Submitted to: American Society of Agronomy Abstracts
Publication Type: Abstract Only
Publication Acceptance Date: October 1, 2008
Publication Date: October 8, 2008
Citation: Pinson, S.R., Gibbons, J.W., Jia, Y. 2008. Early generation selection for resistance to rice kernel fissuring proves effective. [abstract] American Society of Agronomy Abstracts. p. 552-8.

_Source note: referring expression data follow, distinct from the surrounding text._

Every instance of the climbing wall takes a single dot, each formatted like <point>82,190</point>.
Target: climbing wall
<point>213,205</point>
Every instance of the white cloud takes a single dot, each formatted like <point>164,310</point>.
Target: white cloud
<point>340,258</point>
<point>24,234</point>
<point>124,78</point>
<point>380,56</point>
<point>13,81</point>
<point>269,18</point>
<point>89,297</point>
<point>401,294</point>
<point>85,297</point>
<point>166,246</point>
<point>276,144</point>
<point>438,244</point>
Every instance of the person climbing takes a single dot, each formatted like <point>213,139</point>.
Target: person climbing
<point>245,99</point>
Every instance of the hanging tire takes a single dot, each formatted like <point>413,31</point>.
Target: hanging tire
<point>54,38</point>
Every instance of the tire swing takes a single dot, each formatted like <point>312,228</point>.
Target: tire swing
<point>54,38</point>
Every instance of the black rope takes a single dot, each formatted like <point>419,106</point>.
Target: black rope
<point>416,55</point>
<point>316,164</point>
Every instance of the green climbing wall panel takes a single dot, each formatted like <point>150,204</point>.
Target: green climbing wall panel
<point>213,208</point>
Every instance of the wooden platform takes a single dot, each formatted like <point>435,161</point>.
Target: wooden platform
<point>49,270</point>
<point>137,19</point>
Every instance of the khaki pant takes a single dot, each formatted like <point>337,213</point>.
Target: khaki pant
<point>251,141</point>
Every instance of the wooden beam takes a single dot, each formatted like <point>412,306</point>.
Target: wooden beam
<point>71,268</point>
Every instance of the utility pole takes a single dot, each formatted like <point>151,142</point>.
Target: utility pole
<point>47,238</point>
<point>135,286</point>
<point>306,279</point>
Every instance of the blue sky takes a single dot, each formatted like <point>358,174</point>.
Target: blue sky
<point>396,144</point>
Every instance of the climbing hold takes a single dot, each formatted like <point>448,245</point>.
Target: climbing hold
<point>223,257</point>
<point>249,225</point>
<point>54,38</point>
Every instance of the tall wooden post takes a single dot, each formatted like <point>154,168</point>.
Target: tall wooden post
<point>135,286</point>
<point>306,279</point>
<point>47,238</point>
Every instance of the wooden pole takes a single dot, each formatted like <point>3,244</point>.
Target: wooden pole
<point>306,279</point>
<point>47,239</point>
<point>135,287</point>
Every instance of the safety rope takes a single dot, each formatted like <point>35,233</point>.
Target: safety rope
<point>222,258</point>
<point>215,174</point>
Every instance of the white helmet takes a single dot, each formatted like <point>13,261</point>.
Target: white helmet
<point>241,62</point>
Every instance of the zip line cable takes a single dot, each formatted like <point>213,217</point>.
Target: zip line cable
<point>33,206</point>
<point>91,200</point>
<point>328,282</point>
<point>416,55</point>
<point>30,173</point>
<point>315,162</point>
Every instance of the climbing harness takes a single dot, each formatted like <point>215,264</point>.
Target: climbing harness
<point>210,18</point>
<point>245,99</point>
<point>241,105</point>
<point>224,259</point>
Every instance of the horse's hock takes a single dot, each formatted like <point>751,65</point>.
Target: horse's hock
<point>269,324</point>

Rice milling yield refers to the proportion of kernels remaining unbroken after mechanical removal of the hull and bran layers. Whole kernels have two to three times more market value than brokens. Any reduction in milling yield will directly result in financial losses for both producers and millers. Exposure of the rice kernels to severe moisture changes before or after harvest can cause them to fissure, and is one of the leading causes of reduced milling yield. ‘Cypress’, a southern U.S.A. rice cultivar released in 1993, is known for its resistance to kernel fissuring. This cultivar is not widely grown today, having been replaced with cultivars having higher yield potential and disease resistance. While breeders would like to incorporate Cypress’ fissure resistance into improved cultivars, their efforts are limited due to a lack of methods for identifying and selecting for fissure-resistance in early breeding generations. A laboratory method wherein small samples of seed are evaluated for fissure rates after controlled rewetting has proven to reliably identify fissure resistance among pure-breeding material grown in several replicated environments. This study investigated how effective the technique is as an F2 selection tool. Seed from 300 unreplicated Cypress/LaGrue F2 plants was evaluated for resistance to induced fissuring. The 10% most resistant (R), and 10% most susceptible (S) progeny were selected for planting into F3 panicle rows in 2007. F3’s were planted in two locations (TX and AR), two replications per location. Fissure resistance measured on seed harvested from five individual plants per F3 row showed significant differences between the mean and distribution of the R and S populations. The average fissuring rate among the R selections was 20%, while the S selections averaged 35% fissuring. The efficacy of selection in the F3 generation is the focus of further study.